Please don't. Just link to the actual paper which makes it clear.

For example: Preprint version :
[https://arxiv.org/abs/2005.13161](https://arxiv.org/abs/2005.13161) (n.b.
"Comments: Published online in Nature 27 May, 2020)

"census of baryons" (title) and "More than three quarters of the baryonic
content of the Universe resides in a highly diffuse state that is difficult to
observe, with only a small fraction directly observed in galaxies and galaxy
clusters." (abstract's first sentence) gets the point across.

I don't know where "dark matter" got to you in the context of the linked
article, but it certainly wasn't from the paper or its preprint. It wasn't
even from the article linked at the top, which carefully and correctly says:
'Astronomy is full of missing stuff. Most of the universe is understood to be
"dark matter" and "dark energy", which nobody has ever directly seen. But even
more of a mystery for astronomers was that they couldn't find about half the
ordinary matter in the universe.' Further down it says '"dark matter" [...] is
undetectable using ordinary methods', which is a bit less careful, but
reasonably correct.

> In the original definition

I doubt there is anyone who can actually submit to arXiv:astro-ph who would
fail to distinguish baryonic matter from dark matter in the way you do.
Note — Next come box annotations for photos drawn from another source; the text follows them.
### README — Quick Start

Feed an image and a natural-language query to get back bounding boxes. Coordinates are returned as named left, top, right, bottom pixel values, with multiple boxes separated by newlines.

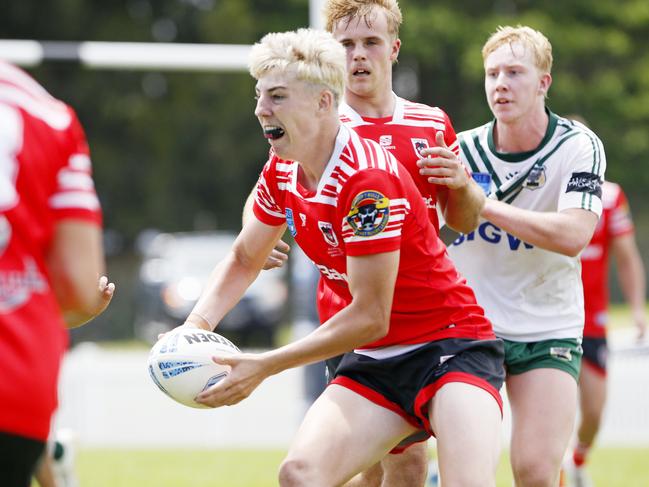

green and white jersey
left=448, top=111, right=606, bottom=342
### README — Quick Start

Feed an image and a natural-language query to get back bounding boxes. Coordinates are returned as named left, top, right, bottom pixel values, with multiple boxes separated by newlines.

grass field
left=54, top=306, right=649, bottom=487
left=71, top=448, right=649, bottom=487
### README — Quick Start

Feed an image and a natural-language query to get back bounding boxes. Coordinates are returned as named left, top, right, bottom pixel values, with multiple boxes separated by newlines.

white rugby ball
left=148, top=327, right=241, bottom=408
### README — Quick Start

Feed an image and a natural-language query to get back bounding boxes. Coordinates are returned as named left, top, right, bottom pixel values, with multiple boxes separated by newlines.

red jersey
left=254, top=125, right=494, bottom=348
left=339, top=95, right=460, bottom=230
left=0, top=62, right=101, bottom=440
left=581, top=181, right=634, bottom=338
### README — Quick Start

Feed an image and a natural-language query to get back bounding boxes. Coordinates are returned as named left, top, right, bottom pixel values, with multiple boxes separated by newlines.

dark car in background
left=134, top=232, right=288, bottom=347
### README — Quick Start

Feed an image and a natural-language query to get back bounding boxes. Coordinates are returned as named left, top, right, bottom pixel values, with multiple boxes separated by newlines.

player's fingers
left=435, top=130, right=448, bottom=148
left=275, top=240, right=291, bottom=254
> don't always count on it

Ok, there may be some on vixra.

Lastly:

> electron anti-neutrino

We should distinguish here by saying that electron anti-neutrinos are not
_cold_ dark matter, in the \Lambda-CDM sense, but otherwise are a very-low-
mass form of weakly-interacting massive particle (WIMP). Electron neutrinos
and their antis are so light that they are almost always ultra-relativistic
(viz.
[https://physics.stackexchange.com/questions/71874/ultrarelat...](https://physics.stackexchange.com/questions/71874/ultrarelativitistic-
particle-what-kind-of-a-particle-is-this) and
[https://phys.libretexts.org/Bookshelves/Relativity/Book%3A_S...](https://phys.libretexts.org/Bookshelves/Relativity/Book%3A_Special_Relativity_\(Crowell\)/04%3A_Dynamics/4.01%3A_Ultrarelativistic_particles)
both of which will take you to deeper treatments), importantly including in
the cosmological frame.

 _Cold_ dark matter is non-relativistic in the cosmological frame.

 _Hot_ dark matter like neutrinos (described 1934, detected 1956) was easily
excluded as a significant part of the explanation for the observations
detailed at Rubin, Ford & Thonnard (1980)
[https://ui.adsabs.harvard.edu/abs/1980ApJ...238..471R/abstra...](https://ui.adsabs.harvard.edu/abs/1980ApJ...238..471R/abstract)
: neutrinos shine out of galaxies and don't linger at the edges of them, or
deep in galaxy clusters, very much like electromagnetic radiation shines away
rather than lingering.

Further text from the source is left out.